The Greeks citizens have given Europe another chance by overwhelmingly voting "no" on the ruinous conditions their government refused to accept. Now, Europe would do well to have some adult leadership. The European Central Bank (ECB) should resume the lending needed to reopen the Greek banks. The European community should resume negotiations, offering Greece a course that holds some hope for a way out -- at the very least a less harsh austerity and a greater flexibility as to how the budget balance or surplus is achieved. If the democratically elected government of Greece chooses to crack down on the country's wealthy tax dodgers rather than cut the pensions of the poorest retirees, its creditors should not stand in the way. And longer term, although this is surely too much to hope, Germany and France should lead the launch of a new European wide program of public investment, giving the indebted countries a chance to repay their debts and rebalance their economies in the context of growth, not stagnation or worse.
This is also time for President Obama to speak publicly about the importance of Greek democracy and the importance of the U.S. alliance with Greece. He should embrace the choice of the Greek people, making it clear that forcing the country into unending depression is not a sensible course. He should urge France and Germany to show flexibility in policy and not just in posturing. And the Treasury Department should exercise its influence on the International Monetary Fund, urging managing director Christine Lagarde to stop insisting on harsh conditions that even the IMF has acknowledged have already been proven a failure.
Neo-conservatives like Robert Kaplan are issuing alarms about NATO's southeastern flank in Cold War terms. But this isn't a question of a renewed Cold War; it is a question of a continued class war. At issue isn't some armchair strategist's nostalgia for Cold War maneuvers, but whether Europe's creditors and market fundamentalists will use the crisis to further erode the social contract across the European Union or whether a pro-European left can revive Europe's original vision of peace and widely shared prosperity. If Syriza fails, the likely result is not a leftist government embracing the Russians, but a neo-Nazi party -- like the Golden Dawn -- peddling nationalism and hate.
Decisive action must occur in a matter of days, if not hours. The ECB will decide on Monday whether it will provide Greece's banks with desperately needed liquidity.
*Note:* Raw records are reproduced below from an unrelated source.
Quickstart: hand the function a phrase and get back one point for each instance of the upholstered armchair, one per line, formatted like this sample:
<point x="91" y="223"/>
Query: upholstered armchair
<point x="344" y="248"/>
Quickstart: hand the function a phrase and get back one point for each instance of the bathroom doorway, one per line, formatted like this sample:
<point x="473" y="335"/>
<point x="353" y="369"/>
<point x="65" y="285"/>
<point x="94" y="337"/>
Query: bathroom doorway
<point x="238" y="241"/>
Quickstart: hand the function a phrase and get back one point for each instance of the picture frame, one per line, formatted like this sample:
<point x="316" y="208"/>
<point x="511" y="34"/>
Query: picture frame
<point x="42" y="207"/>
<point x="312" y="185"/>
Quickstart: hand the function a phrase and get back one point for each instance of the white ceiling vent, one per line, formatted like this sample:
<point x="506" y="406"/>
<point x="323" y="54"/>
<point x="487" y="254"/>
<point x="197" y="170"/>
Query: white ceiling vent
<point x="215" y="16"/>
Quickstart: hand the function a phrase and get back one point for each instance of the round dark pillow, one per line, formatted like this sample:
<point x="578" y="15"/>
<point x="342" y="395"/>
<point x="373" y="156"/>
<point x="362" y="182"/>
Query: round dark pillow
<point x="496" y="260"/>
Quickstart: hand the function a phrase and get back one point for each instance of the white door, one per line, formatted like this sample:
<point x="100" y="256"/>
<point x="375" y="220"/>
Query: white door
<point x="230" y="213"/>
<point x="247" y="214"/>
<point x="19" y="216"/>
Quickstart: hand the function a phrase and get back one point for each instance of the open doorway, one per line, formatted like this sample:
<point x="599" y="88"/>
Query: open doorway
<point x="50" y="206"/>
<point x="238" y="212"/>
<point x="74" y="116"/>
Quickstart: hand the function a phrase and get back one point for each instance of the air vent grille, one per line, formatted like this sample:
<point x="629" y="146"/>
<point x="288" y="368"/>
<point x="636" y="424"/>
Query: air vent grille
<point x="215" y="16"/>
If the ECB refuses, Greek banks will be forced to issue some form of scrip or IOU to pay payrolls and pensions. That script will turn into an independent currency if no agreement can be reached. The Greeks will be forced from the euro in an inevitably chaotic exit. They will suffer an even worse depression, but gain their own currency and the possibility of a way out. The euro will be exposed as fragile, with weaker countries paying the price in higher interest rates and greater burdens. And the nationalist parties on the right will be strengthened across the European Union.
Syriza's outgoing finance minister, Yanis Varoufakis, expressed the hope that the referendum would allow Europe to "begin to heal its wounds, our wounds" He presented his resignation after the referendum as a peace offering to European negotiators. And in contrast with the harsh statements by European functionaries, the French Finance Minister Michel Sapin offered a ray of light, suggesting that France could support further debt relief for Greece and that a Greek exit from the euro zone is "not desired by the French president." Hopefully Europe's leaders will understand that this is not about accounting, but the continent's future.